Her goal was to tap into the non-obviousness of art and its ability to transcend paradoxes of cognition in order to break the unattainable character of the experience of absence, the thought of which accompanies people throughout their lives.
The project was preceded by a cycle of photographs 7 Deaths. Corpus Delicti (2003). In those works Janin analysed the images of death. The artist herself was portrayed as a found dead body (hence the title of the project). The photographs were based on a collection of iconic representations from the history of painting and contemporary photographs found by the artist on the Internet.
Janin chose to provoke a debate concerning death and the problem of eliminating death from the social realm. The artist created a situation that allowed the viewers to observe a trace left by the departed, to analyse death as a social phenomenon, and to observe rituals and ceremonies related to death. Janin emphasises that the project was an opportunity to explore death as a “fact of the media” and to investigate the contemporary iconography that surrounds it, understood not only as obituaries and memorial photographs, but also as an image of death that is omnipresent in the media. The artist writes: “All of us have seen our death, our tragedy, illness, misery. We have seen it in the TV news, newspapers and magazines.”

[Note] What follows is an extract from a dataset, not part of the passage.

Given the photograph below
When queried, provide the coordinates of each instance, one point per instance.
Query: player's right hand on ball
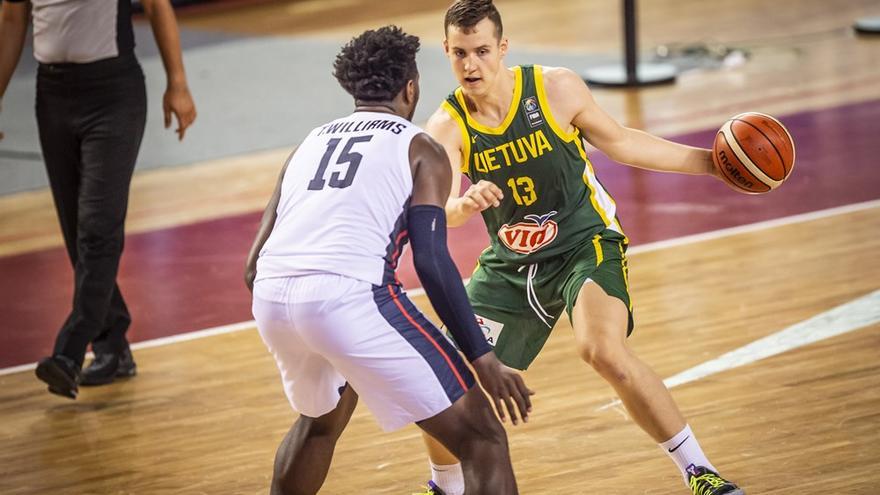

I’ve Seen my Death lends itself to a multi-layered interpretation. As a critical attack on social and cultural mechanisms, it refers to the tradition of Dadaists and Surrealists. The project also relates to the political sphere – Janin chose to carry out the work and performative actions at the beginning of April 2003, two weeks before Polish troops were sent to Iraq (it was the first time after WW2 that the Polish government had freely decided to send out Polish troops to a military action). The project also refers to little known episodes from the Polish history during WW2: some of the members of the Polish Home Army organised their own fictitious funerals in order to deceive the Nazi soldiers.
I’ve Seen my Death stirred controversies in the artistic circles. A lively debate around the project is recapitulated in records of conversations with critics and artists, quotes from press articles and the Internet – those records form part of the project itself and function as its documentation.
The work belongs to the collections of Erika Hoffmann Sammlung, Berlin; LaGaia Collectione, Fesco (Italy); Znaki Czasu, Lublin, as well as private collections in Poland, Austria and Germany.
References: Widziałam swoją śmierć, exhibition catalogue, Galeria Foksal, Warsaw 2003; A. Rayzacher, Zuzanna Janin, [in:] New Phenomena in Polish Art after 2000, Warsaw 2007.